Lung cancer is the leading cause of
cancer related deaths. Common molecular drivers of
lung cancer are mutations in
receptor tyrosine kinases (RTKs) leading to activation of the
phosphatidylinositol 3-kinase (PI3K)/Akt pro-growth, pro-survival signaling pathways.
Myristoylated alanine rich C-kinase substrate (MARCKS) is a
protein that has the ability to mitigate this signaling cascade by sequestering the target of PI3K,
phosphatidylinositol (4,5)-bisphosphate (PIP2). As such, MARCKS has been implicated as a
tumor suppressor, though there is some evidence that MARCKS may be
tumor promoting in certain
cancer types. Since the MARCKS function depends on its phosphorylation status, which impacts its subcellular location, MARCKS role in
cancer may depend highly on the signaling context. Currently, the importance of MARCKS in
lung cancer biology is limited. Thus, we investigated MARCKS in both clinical specimens and cell culture models. Immunohistochemistry scoring of
MARCKS protein expression in a diverse lung
tumor tissue array revealed that the majority of
squamous cell carcinomas stained positive for MARCKS while other histologies, such as
adenocarcinomas, had lower levels.

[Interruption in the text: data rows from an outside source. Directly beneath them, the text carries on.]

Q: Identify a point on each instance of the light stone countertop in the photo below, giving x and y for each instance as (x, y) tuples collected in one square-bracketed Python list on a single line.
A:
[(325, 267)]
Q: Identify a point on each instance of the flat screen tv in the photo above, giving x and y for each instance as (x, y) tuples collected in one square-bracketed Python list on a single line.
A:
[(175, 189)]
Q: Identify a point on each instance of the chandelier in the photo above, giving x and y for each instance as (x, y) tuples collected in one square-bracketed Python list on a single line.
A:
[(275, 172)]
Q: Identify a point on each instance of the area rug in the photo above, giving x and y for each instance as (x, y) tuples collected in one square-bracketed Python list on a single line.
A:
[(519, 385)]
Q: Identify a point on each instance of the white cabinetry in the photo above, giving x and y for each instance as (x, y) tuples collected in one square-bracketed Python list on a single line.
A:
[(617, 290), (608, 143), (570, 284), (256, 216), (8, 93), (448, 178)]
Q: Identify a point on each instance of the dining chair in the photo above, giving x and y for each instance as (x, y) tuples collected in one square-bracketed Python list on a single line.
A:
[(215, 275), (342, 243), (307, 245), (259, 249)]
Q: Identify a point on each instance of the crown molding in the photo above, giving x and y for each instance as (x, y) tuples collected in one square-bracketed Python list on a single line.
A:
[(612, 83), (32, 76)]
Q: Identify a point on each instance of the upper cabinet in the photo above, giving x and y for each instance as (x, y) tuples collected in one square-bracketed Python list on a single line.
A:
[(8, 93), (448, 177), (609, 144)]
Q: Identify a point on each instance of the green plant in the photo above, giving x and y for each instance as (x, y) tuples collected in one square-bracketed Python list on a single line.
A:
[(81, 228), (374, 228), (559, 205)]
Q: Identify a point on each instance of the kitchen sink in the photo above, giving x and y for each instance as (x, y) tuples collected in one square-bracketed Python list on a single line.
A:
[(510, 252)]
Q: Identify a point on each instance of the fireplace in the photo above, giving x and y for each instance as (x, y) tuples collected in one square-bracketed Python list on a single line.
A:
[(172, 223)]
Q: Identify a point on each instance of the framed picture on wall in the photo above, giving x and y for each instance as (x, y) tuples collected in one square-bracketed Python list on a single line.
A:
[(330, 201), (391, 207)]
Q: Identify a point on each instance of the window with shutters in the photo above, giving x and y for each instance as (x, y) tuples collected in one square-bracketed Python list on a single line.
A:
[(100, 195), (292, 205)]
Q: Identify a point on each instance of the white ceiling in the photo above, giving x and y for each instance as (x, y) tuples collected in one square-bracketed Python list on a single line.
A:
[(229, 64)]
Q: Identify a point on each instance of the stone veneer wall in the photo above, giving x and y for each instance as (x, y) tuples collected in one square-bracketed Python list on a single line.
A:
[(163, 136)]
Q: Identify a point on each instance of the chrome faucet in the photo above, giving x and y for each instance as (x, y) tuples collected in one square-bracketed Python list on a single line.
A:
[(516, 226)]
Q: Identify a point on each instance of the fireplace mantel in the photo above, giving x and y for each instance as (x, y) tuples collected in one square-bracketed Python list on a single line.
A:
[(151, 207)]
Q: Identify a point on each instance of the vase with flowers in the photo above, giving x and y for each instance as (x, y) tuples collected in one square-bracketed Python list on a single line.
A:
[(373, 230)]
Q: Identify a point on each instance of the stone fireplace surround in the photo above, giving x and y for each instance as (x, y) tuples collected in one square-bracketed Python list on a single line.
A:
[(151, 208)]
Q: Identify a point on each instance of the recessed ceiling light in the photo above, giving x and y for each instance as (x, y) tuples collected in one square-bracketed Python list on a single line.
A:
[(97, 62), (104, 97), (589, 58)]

To study the importance of MARCKS in
lung cancer biology, we used inducible overexpression of wild-type (WT) and non-phosphorylatable (NP)-MARCKS in A549
lung cancer cells that had a low level of endogenous MARCKS. We found that NP-MARCKS expression, but not WT-MARCKS, enhanced the radiosensitivity of A549 cells in part by inhibiting DNA repair as evidenced by prolonged radiation-induced
DNA double strand breaks. We confirmed the importance of MARCKS phosphorylation status by treating several
lung cancer cell lines with a
peptide mimetic of the phosphorylation domain, the effector domain (ED), which effectively attenuated cell growth as measured by cell index. Thus, the MARCKS ED appears to be an important target for
lung cancer therapeutic development.